Categories
Admin IT Operational Excellence Linux

Splitting a Text File Into Two Lines with Awk

Intro
How do you split a text file into two lines output per one original input line? Of course there are zillions of ways, with shell, xargs, Perl, your favorite tool, etc. But I decided to revisit that old standard awk to see if it might not just be the best (most compact and intelligible) way to do it!

The Challenge
I was provided a spreadsheet concerning printers in a new building, which I was to use to create access table entries for sendmail, i.e., so that they would be permitted to relay mail (these days it seems all printers are also scanners).

I wanted to have a comment line with the native printer name, with format

# Printer_Name

Then the appropriate access table entry, which has format

IP_ADDRESS   RELAY

As an additional wrinkle the spreadsheet had columns with variable amount of whitespace!
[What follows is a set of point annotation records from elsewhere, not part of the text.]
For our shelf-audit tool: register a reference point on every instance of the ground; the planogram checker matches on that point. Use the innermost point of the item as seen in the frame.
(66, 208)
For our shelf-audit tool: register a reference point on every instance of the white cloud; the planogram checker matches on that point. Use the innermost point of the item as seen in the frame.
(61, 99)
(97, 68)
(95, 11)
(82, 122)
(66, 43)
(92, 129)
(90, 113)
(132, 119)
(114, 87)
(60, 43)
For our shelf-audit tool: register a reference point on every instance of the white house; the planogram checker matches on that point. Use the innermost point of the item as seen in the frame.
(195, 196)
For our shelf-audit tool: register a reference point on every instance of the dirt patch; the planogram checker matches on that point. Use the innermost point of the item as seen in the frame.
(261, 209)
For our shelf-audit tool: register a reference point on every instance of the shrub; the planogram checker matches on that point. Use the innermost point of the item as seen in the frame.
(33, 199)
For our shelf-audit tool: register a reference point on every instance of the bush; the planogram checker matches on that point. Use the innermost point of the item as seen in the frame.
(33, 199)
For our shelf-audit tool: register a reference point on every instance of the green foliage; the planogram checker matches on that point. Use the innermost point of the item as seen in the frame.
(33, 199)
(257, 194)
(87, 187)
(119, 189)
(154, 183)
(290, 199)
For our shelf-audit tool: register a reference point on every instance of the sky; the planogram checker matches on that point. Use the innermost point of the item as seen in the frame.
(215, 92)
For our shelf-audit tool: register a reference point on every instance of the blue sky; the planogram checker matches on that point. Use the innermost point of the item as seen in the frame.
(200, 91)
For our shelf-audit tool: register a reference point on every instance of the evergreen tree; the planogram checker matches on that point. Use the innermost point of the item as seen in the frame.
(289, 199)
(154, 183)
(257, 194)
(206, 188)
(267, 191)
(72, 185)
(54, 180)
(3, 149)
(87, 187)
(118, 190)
It was very similar to the input below, which I had in a file called tmp:

PA01-USCVI-B52_160-P137C              Bldg 52 Plant 1st 160           10.12.210.161
PA02-Y-B53_160-D220                 Blag 53 Plant 1st 160               10.13.209.162
PA03-UIT-B54_COPY1-D645C         Bldg 54 Plant 1st Copy Rm   10.208.211.163
PA04-RUITY-B55-P235                 Bldg 55 Plant Basement Off         10.14.205.169
PA05-THY-675            John Tollesin    Bldg 53 Plant 2nd 220          10.13.204.156 
 

Fortunately I was interested in the first and last fields, which kept things simple. Here’s what I came up with:
 

awk '{print "# "$1"\n"$NF"\tRELAY"}' tmp

Not bad, eh? In addition to being relatively few characters, it makes sense to me, so I will remember this trick for the next time, which is a timesaver.

I have to get myself to a Unix or Cygwin session to show the output, but it is as I described. I guess the biggest trick is that awk allowed me to conveniently write out two lines in one statement by creating an ASCII newline character with the “\n”character. It’s probably better known that $1 stands for the first field and $NF (number of fields) stands for the last field of a line.

Conclusion
Sexier tools have come along, but don’t give up on our old friend awk – basic knowledge of what it does can be a real timesaver.